Genome-wide diploid genotypes were estimated for both individuals using imputation. For context, these were merged with a dataset of 78 Iron Age-Medieval Eurasian imputed genomes and phased (see SI Methods). This was used to test whether the Ballyhanna individuals shared recent ancestors, or exhibited shared haplotypes around either disease gene. They did not share IBD in excess of that observed among the reference dataset (Fig. S2); these individuals were very unlikely to be related. The haplotypes around EXT1 and EXT2 were also visualised using haplostrips (Fig. S3) [20] and those from Sk197 and 331 do not cluster together. This supports the conclusion that these two individuals had mutations of independent origin.

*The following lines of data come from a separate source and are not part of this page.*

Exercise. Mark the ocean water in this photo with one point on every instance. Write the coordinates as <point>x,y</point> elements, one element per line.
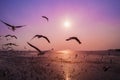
<point>60,65</point>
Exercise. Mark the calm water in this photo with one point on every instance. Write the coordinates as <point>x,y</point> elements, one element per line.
<point>60,65</point>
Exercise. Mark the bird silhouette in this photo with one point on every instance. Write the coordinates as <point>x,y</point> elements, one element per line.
<point>40,52</point>
<point>45,18</point>
<point>12,27</point>
<point>41,36</point>
<point>74,38</point>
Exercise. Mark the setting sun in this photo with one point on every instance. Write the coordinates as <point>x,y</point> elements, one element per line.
<point>67,24</point>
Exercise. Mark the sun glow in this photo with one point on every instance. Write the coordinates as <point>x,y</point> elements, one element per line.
<point>67,24</point>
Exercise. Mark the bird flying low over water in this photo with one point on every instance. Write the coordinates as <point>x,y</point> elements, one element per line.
<point>74,38</point>
<point>41,36</point>
<point>45,18</point>
<point>12,27</point>
<point>12,36</point>
<point>40,52</point>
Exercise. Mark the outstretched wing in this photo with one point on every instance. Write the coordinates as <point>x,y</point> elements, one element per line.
<point>6,23</point>
<point>74,38</point>
<point>46,39</point>
<point>14,36</point>
<point>45,18</point>
<point>34,47</point>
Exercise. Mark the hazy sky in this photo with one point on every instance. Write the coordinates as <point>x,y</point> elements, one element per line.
<point>95,22</point>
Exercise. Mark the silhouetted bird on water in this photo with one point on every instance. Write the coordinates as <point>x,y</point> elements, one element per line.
<point>74,38</point>
<point>12,36</point>
<point>40,52</point>
<point>45,18</point>
<point>41,36</point>
<point>12,27</point>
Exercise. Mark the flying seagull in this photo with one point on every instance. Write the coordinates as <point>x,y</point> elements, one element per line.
<point>74,38</point>
<point>41,36</point>
<point>45,18</point>
<point>12,36</point>
<point>12,27</point>
<point>10,44</point>
<point>40,52</point>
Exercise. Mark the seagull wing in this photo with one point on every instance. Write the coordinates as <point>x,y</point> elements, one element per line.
<point>75,38</point>
<point>45,18</point>
<point>34,47</point>
<point>46,39</point>
<point>7,35</point>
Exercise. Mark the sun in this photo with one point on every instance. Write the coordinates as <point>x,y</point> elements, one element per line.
<point>67,24</point>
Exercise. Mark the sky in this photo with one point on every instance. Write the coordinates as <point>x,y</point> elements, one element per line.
<point>95,22</point>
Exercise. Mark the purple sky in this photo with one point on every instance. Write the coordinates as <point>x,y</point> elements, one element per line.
<point>95,22</point>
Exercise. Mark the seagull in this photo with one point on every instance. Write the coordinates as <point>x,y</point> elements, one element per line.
<point>75,38</point>
<point>41,36</point>
<point>45,18</point>
<point>40,52</point>
<point>12,27</point>
<point>12,36</point>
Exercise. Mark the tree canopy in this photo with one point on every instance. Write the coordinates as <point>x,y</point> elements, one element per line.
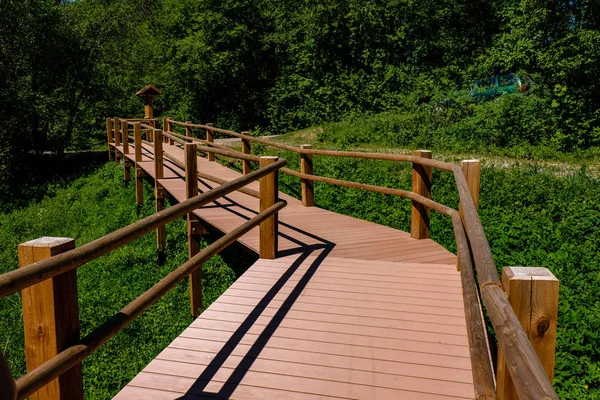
<point>281,65</point>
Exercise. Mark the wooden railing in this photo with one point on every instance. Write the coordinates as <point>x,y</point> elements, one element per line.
<point>47,277</point>
<point>520,373</point>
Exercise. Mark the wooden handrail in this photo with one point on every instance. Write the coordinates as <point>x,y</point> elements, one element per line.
<point>21,278</point>
<point>481,365</point>
<point>527,372</point>
<point>212,178</point>
<point>34,380</point>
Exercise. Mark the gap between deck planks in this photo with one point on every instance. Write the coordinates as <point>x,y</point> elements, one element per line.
<point>352,310</point>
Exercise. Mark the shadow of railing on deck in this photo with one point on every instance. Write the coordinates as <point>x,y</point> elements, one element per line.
<point>198,388</point>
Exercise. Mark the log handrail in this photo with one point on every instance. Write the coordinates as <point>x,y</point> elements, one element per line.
<point>16,280</point>
<point>526,370</point>
<point>63,361</point>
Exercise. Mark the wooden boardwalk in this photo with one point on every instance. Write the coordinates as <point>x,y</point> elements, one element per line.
<point>349,309</point>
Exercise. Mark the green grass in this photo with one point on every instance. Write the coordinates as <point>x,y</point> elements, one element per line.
<point>531,216</point>
<point>86,209</point>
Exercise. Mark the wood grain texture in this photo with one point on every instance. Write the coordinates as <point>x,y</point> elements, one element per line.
<point>331,321</point>
<point>299,346</point>
<point>533,294</point>
<point>246,149</point>
<point>109,137</point>
<point>307,186</point>
<point>191,190</point>
<point>421,185</point>
<point>51,318</point>
<point>210,156</point>
<point>268,196</point>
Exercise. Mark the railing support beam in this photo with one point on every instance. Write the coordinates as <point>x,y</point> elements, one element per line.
<point>109,138</point>
<point>421,185</point>
<point>117,135</point>
<point>139,183</point>
<point>161,234</point>
<point>191,190</point>
<point>126,164</point>
<point>306,167</point>
<point>268,197</point>
<point>51,318</point>
<point>533,295</point>
<point>210,138</point>
<point>246,149</point>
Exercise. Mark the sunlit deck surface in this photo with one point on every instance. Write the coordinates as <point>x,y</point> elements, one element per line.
<point>349,309</point>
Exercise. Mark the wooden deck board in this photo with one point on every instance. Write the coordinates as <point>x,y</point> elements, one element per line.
<point>349,309</point>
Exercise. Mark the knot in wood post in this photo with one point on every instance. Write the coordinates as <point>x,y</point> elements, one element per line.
<point>533,295</point>
<point>51,318</point>
<point>7,383</point>
<point>246,167</point>
<point>210,156</point>
<point>306,167</point>
<point>268,197</point>
<point>139,183</point>
<point>421,185</point>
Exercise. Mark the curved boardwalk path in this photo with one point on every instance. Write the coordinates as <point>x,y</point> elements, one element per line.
<point>348,310</point>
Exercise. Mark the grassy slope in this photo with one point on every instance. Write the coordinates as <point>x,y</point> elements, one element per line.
<point>87,209</point>
<point>533,214</point>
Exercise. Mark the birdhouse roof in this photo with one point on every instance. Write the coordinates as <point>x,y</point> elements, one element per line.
<point>149,90</point>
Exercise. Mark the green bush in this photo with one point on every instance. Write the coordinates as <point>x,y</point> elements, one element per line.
<point>87,209</point>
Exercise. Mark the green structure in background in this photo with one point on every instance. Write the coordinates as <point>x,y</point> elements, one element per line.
<point>500,84</point>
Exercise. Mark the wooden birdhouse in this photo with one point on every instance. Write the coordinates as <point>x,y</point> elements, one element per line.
<point>147,93</point>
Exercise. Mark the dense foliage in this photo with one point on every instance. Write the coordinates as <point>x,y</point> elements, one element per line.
<point>531,217</point>
<point>88,208</point>
<point>66,65</point>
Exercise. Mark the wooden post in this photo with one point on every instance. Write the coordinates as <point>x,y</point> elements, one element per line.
<point>268,196</point>
<point>421,184</point>
<point>209,136</point>
<point>126,164</point>
<point>191,190</point>
<point>139,183</point>
<point>472,171</point>
<point>117,138</point>
<point>169,128</point>
<point>533,295</point>
<point>148,112</point>
<point>109,138</point>
<point>246,149</point>
<point>7,383</point>
<point>51,318</point>
<point>306,167</point>
<point>125,137</point>
<point>159,192</point>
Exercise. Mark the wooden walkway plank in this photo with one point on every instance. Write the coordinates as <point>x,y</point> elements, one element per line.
<point>348,310</point>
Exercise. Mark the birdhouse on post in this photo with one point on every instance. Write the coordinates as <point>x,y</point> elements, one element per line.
<point>147,93</point>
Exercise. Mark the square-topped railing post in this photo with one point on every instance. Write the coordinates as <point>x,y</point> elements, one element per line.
<point>51,318</point>
<point>421,185</point>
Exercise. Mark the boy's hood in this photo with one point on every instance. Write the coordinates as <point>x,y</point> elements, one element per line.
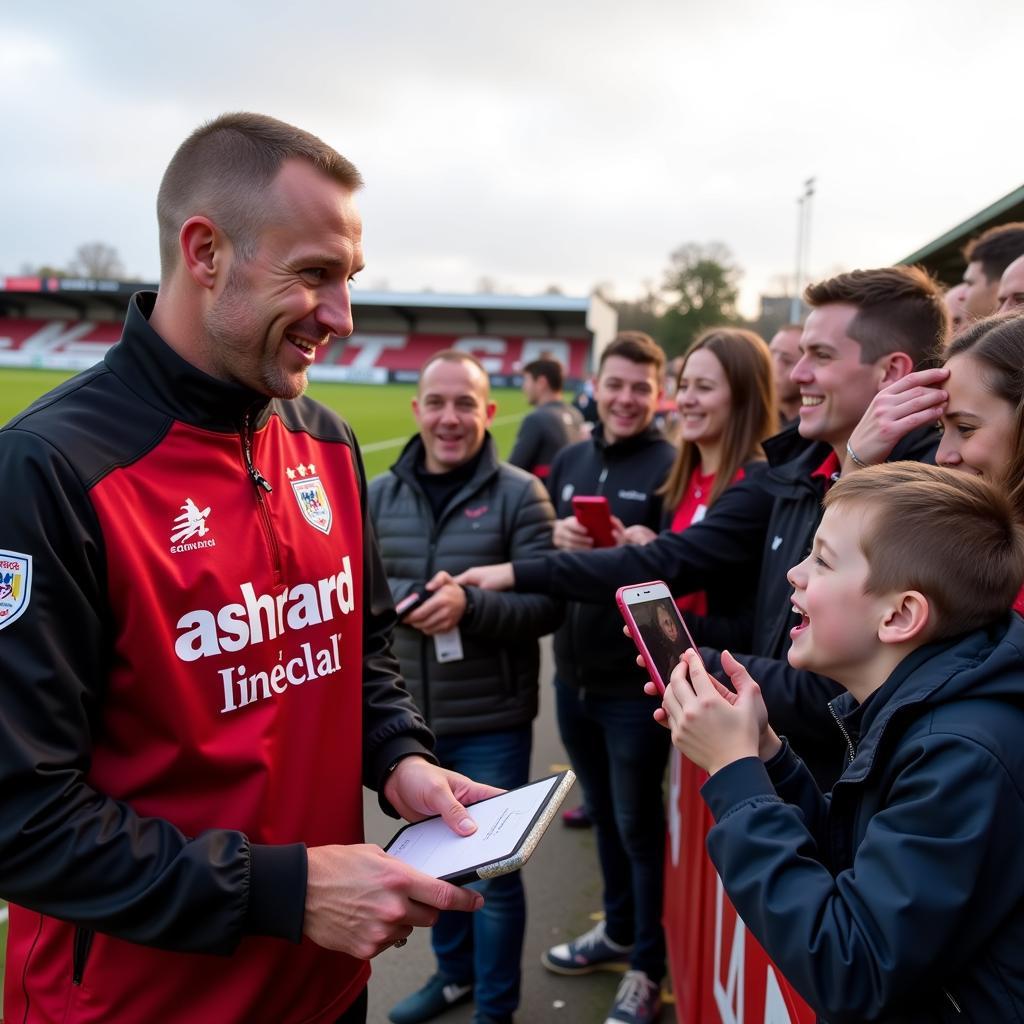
<point>987,665</point>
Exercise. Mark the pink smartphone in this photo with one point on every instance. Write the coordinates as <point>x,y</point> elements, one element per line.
<point>656,627</point>
<point>594,515</point>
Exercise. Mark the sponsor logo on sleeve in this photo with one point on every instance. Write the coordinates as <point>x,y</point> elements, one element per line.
<point>309,493</point>
<point>15,586</point>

MO cases have been osteologically identified in the palaeopathological record from the Middle Bronze Age to the post-medieval period [5]. Ten of these cases are isolated examples, but four countries have multiple individuals with MO: Gotland (Sweden) (n = 2: mother and unborn infant); Jordan (n = 3, of which two are broadly contemporaneous), England (n = 3) and Ireland (n = 4, including the 2 probands here) [5]. The estimated incidence of this condition in modern individuals is approximately 1/50,000, although higher incidences have been reported in the isolated population of the Chamorros of Guam (1/1000) [4]. The de novo rate of mutation in this condition is low at 10% [4], and this clustering in modern, restricted populations strongly suggests founder effects typical of severe dominant genetic diseases. Such would have been expected within the same graveyard in the northwestern corner of Gaelic Medieval Ireland, and therefore it is striking that our analyses demonstrate these two rare cases arise from separate mutational events.